Both water and energy are also needed for food production. At the same time, unsustainable agricultural methods drain resources or pollute the very sources of water they rely on. For instance, Central Asia's Aral Sea, once so large you could fit a hundred Singapores into it, has shrunk to 10 per cent of its original size as it has been tapped for irrigation in the last few decades. Closer to home, thousands of dead pigs have been fished out of the Huangpu River near Shanghai, casualties of a mystery porcine epidemic.
The onus is on the world's governments to achieve the goal of food, water and energy security - that is, maintaining people's access to these during major shocks to the system, such as droughts, heatwaves and so on.
Technologies that point to future solutions treat food, water and energy as linked components of a system. They aim to cut consumption or wastage of these resources, reducing dependence on them by adapting their processes and incorporating advancements.
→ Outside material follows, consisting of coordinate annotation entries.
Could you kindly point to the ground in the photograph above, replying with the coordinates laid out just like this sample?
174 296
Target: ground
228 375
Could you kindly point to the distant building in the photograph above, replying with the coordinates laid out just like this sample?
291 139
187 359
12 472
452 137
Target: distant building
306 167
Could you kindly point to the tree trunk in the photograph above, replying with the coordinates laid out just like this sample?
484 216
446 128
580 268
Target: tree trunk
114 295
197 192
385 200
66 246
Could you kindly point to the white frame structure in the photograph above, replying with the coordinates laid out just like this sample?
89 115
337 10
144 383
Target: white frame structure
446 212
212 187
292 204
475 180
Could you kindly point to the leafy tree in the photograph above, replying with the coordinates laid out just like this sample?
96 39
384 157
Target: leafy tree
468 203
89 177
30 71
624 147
Gulf nation Qatar relies on desalination for most of its water. But its huge natural gas and chemicals industry requires water for cooling and steam. So plants like Shell's gas-to-liquids plant, which converts natural gas into synthetic fuels and lubricants, recycle almost all of their water so that they don't further strain the nation's resources.
Shell does this at its other water-scarce sites, too. At its fuel refinery in Geelung, Australia, it has a plant on-site to treat and recycle water from both the refinery and the local community.
To counter the strain on resources in the production of food and water, by-products of some parts of the process are being harnessed too.
Sustainable Energy Association of Singapore chairman Edwin Khew pointed out that there are new ways to tap waste. "We can produce energy and compost from the waste generated by the processes that produce water, waste water and food," he said.
Another way countries can ensure water and food security is through international trade.
Water-scarce Singapore and Malaysia import grains and meats that take a lot of water to produce, while at the same time exporting non-agricultural manufactured goods, wrote water policy expert Jenny Kehl in a Yale Global commentary last month.
Even so, producing its own food is one prong of Singapore's food security strategy. It wants to grow 10 per cent of the leafy vegetables it consumes, up from about 7 per cent now. One of the most efficient ways of delivering food and water, and meeting other human needs is well-planned urban development, said Dr Balakrishnan.
Ms Ruth Cairnie, Royal Dutch Shell's executive vice-president of strategy and planning, highlighted Singapore's compact design and focus on resource efficiency as an example of good planning when she spoke at Singapore International Energy Week last year.
With three-quarters of the world's population set to live in cities by 2050, that could take some stress off food, water and energy supplies for Singapore and for the world's growing billions.